Gerald Mills (University College Dublin) considers the big challenges for cities amid global climate change (GCC) and discusses the need for an inter-disciplinary approach among urban climate sciences to overcome obstacles. A distinction is made between global climate science, which focusses on Earth-scale outcomes, and urban climate science, which refers to processes and impacts at city-scales, including buildings, streets and neighbourhoods.

Cities are an ideal scale at which to address climate change owing to their significant greenhouse gas (GHG) contribution (i.e., their potential to mitigate), their exposure to many of the projected hazards (i.e. their potential to adapt), and  governance structures that can make changes. However, urban climate processes are not currently fully integrated into global climate science, which limits the capacity of cities to make informed climate-sensitive decisions. One reason for this is scale: the relatively small urban-scale processes that drive local responses are not easily included in Earth System Models (ESMs). Moreover, observations of the drivers and impacts of climate change are not routinely made in cities, which are considered too spatially heterogeneous to provide representative information. Consequently, the potential for city-scale management of GCC has been difficult to articulate and evaluate.

This absence needs to be addressed, and the process has begun with the Special Report on Climate Change and Cities that has been outlined by the Intergovernmental Panel on Climate Change (IPCC), which will be compiled over the next year in preparation for the 7^th Climate Change Assessment Report. This short paper outlines recent scientific advances that provide an opportunity for city-scale climate research to be better integrated into GCC science and the challenges that need to be addressed.

Climate mitigation potential from cities

Cities and urban areas are major drivers of global environmental changes and are responsible for over 70% of CO₂ emissions globally. It follows then that achieving zero carbon cities (ZCC) would represent a major step towards meeting the global mitigation goals set by the UN Paris Agreement. Typically, urban GHG emissions are based on inventories of energy use, disaggregated by sector into industrial, transport, commercial and residential sources. These inventories are used to support policies for decarbonisation of public transport systems and building retrofits, for example. Maps of urban GHG emissions (based on production and/or consumption) reveal that sources are spatially heterogenous which can support placed-based policies. However, significant components of the science infrastructure are missing. For example, GHGs are not routinely measured in cities (unlike air pollutants); this is a major gap as we have no means of independently assessing the impact of GHG policies on atmospheric concentrations or demonstrating the value of behaviour changes at urban scales. The evolution of satellite technology that can remotely measure GHG concentrations in atmospheric columns may fill this gap, but these estimates will still need to be validated at the ground. Moreover, while we have specific models to simulate urban building energy use (Reinhart & Davila 2016) or transport demand for example, they are not routinely integrated into an urban system framework. Critically, we need models that can simulate the dynamism of population movement through the urban space (e.g. from home to work), which regulates GHG emissions and their distribution in space and time (Salas et al. 2024), for instance, by using mobile phone data that can map the patterns of population. These models are needed to develop and test climate change management policies.

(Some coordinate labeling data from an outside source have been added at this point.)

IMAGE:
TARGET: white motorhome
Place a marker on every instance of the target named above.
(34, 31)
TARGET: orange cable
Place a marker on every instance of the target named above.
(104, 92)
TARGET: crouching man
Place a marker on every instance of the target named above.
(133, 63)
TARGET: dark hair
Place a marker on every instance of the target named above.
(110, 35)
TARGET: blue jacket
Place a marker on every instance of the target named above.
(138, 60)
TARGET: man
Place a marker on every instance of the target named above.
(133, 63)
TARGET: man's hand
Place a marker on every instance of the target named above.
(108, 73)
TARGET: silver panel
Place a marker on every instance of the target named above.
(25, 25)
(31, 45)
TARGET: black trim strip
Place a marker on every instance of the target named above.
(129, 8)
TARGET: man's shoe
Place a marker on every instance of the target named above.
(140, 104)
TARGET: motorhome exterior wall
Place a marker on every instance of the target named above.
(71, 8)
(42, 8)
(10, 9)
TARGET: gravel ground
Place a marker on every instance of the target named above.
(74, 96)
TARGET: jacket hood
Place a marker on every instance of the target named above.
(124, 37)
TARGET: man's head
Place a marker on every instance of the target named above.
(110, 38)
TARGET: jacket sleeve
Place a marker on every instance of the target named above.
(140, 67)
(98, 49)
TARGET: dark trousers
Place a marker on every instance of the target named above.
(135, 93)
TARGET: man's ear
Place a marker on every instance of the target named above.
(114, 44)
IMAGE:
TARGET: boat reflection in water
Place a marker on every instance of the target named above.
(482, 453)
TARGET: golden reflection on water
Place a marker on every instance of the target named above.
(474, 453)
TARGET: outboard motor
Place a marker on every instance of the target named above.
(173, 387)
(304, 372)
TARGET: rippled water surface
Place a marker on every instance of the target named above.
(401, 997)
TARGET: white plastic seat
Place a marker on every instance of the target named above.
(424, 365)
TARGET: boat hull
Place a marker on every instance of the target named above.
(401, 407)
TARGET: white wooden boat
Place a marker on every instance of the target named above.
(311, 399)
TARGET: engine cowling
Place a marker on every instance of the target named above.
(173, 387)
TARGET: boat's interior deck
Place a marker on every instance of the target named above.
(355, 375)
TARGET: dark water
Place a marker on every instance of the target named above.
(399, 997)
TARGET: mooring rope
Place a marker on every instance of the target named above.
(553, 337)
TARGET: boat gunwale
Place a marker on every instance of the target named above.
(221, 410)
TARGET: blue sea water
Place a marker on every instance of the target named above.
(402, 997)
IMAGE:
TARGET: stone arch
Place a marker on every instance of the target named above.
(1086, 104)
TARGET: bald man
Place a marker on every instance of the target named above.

Climate adaptation potential from cities

Conventional ESMs make climate projections using uniform grid cells that describe the Earth’s surface, that are much larger than cities. As a result, urban climate processes, such as enhanced convection due to the urban heat island (UHI) are not normally included. At best, these projections describe the background climate where the city is located, and these must be adjusted (downscaled) to account for urban effects and impacts. These downscaling methods are based either on statistical relationships that link the background climate to urban variables (such as air temperature) or on urban models that are ‘nested’ within larger scale models; the resulting projections are used to assess future energy cooling and heating energy demand, heat stress and risk management generally. However, at best this approach can provide a general guide to climate hazards that may be used to develop urban adaptation policies.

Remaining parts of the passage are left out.